Secondo altri la Polonia, che ha reso legale l’omosessualità quasi un secolo fa, prima di altre nazioni europee, sta cercando di proteggere i valori famigliari da concetti “alieni” come il matrimonio omosessuale e la fluidità di genere: “Non va di moda parlare dei tradizionali valori cristiani, che però la gente vede minacciati dall’esterno, come accadeva nell’era comunista. Non è questione di essere contro le persone omosessuali” riflette un analista.

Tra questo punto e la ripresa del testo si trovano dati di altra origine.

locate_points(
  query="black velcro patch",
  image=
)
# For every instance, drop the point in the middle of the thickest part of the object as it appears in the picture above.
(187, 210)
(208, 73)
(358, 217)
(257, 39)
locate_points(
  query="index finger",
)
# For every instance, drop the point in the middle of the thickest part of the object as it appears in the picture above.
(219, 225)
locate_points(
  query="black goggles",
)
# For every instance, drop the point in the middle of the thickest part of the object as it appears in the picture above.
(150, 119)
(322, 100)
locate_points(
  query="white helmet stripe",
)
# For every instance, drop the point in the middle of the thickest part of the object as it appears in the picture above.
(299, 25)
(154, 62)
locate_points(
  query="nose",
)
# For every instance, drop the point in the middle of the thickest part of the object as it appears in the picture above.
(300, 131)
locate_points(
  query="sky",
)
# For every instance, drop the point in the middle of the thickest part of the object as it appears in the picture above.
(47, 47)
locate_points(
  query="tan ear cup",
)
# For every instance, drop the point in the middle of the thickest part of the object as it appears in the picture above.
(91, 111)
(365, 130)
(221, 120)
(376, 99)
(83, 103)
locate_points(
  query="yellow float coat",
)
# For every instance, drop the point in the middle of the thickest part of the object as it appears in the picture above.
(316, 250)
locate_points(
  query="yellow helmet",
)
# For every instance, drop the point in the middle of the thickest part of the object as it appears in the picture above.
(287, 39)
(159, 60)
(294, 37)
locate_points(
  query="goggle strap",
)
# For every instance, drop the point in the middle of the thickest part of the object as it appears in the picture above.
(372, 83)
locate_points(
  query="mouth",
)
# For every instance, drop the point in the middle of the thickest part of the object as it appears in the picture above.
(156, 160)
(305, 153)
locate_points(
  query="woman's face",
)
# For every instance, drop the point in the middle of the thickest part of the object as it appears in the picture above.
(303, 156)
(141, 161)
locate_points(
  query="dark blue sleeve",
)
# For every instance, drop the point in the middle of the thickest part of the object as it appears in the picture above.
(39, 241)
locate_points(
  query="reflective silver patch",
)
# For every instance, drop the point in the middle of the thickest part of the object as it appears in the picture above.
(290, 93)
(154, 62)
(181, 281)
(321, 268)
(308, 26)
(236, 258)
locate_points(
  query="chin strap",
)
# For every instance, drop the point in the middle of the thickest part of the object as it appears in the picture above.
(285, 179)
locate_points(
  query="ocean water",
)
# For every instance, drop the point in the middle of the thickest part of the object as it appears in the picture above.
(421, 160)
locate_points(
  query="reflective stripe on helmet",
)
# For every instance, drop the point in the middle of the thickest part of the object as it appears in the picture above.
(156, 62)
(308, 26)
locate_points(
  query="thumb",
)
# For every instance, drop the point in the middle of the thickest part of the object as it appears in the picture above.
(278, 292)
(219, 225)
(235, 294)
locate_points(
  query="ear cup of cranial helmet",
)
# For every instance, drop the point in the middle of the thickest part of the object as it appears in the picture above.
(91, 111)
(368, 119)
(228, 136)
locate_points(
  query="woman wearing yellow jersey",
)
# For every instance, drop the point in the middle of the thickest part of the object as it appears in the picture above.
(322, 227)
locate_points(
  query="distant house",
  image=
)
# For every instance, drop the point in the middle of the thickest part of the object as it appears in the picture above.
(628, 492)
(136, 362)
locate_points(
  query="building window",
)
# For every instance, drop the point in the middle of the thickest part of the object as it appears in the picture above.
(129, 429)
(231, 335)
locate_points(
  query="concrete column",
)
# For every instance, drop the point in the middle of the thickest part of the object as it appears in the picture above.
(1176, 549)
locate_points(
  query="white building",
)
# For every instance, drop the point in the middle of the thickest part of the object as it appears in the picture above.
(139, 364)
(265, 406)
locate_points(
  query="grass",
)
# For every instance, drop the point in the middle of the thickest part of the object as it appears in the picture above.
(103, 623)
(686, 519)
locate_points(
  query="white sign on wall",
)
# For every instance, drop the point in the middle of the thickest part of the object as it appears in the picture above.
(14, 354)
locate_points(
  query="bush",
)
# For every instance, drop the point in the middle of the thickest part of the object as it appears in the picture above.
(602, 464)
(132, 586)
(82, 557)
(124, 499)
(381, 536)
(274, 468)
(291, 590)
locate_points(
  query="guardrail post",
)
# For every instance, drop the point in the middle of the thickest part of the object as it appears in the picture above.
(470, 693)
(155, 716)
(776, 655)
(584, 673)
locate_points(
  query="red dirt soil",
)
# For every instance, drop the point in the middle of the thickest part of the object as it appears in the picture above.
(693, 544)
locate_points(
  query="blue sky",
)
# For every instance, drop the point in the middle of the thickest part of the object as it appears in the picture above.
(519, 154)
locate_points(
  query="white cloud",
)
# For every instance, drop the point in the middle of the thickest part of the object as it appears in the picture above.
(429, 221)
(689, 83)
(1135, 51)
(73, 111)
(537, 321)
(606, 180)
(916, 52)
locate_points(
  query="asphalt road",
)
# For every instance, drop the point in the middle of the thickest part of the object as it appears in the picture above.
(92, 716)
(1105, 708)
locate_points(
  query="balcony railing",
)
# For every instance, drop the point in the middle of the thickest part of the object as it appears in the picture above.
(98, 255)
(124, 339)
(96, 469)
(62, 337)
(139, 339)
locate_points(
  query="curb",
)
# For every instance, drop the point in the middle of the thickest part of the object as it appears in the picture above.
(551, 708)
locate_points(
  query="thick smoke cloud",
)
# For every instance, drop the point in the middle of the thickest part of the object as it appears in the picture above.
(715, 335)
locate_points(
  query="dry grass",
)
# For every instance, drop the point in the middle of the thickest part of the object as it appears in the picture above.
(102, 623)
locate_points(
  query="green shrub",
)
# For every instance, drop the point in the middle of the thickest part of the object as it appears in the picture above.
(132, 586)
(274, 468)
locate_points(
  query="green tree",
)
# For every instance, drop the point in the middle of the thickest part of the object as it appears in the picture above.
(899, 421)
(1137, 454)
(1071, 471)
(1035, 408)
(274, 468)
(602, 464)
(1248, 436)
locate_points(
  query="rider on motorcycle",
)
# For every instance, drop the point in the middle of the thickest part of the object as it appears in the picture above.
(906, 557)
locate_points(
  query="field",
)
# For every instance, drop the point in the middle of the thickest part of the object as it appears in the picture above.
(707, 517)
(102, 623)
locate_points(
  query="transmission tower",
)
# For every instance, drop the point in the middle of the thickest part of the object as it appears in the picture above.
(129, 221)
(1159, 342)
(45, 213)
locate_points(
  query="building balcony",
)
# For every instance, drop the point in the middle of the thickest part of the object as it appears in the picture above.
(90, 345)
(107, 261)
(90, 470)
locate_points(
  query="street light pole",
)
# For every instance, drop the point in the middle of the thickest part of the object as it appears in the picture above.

I rappresentanti di Diritto e Giustizia a Tuchów la pensano allo stesso modo: “Non credo che gli omosessuali siano peggiori degli altri, ma il modello polacco di famiglia, ovvero un uomo e una donna che si sposano, fa parte della tradizione e va difeso” dice il trentaduenne assessore Grzegorz Niemiec, il quale afferma che le zone libere dall’ideologia LGBT sono state messe in piedi per proteggere i bambini delle scuole, in quanto esiste una pressione da parte di altri Paesi per introdurre a forza l’educazione sessuale e inculcare nella mente dei piccoli che il genere è una questione di scelta.
Un abitante della città che aderisce convintamente alla retorica del governo è Henryk Trebaczkiewicz, 75 anni, ex operaio che sorprendo immerso nella lettura in un roseto costruito con i fondi dell’Unione Europea: “Il comunismo è stato una piaga, e ora abbiamo la peste LGBT, un’ideologia che costituisce un pericolo non solo per la Polonia, ma per il mondo intero”. Dice anche che Bruxelles ha commesso un errore nel tagliare i fondi alla città. La sua soluzione? “I medici dovrebbero aiutare queste persone a diventare eterosessuali.”
È deprimente sentir parlare dell’omosessualità come di una malattia, specialmente in un Paese dove più di due terzi dei cittadini LGBT affermano di essere stati aggrediti: “Siamo testimoni delle manifestazioni dell’ignoranza” dice un attivista.
Katarzyna Koch, madre di un figlio gay che si è suicidato lo scorso giugno, ha avvertito attraverso un giornale che ci saranno altre vittime se i leader politici non rinunceranno alla loro retorica infarcita d’odio: “Sono le persone come loro che hanno distrutto mio figlio, giorno dopo giorno, passo dopo passo. Ogni giorno mi chiedo: che Paese è questo, in cui devi morire per essere felice?”.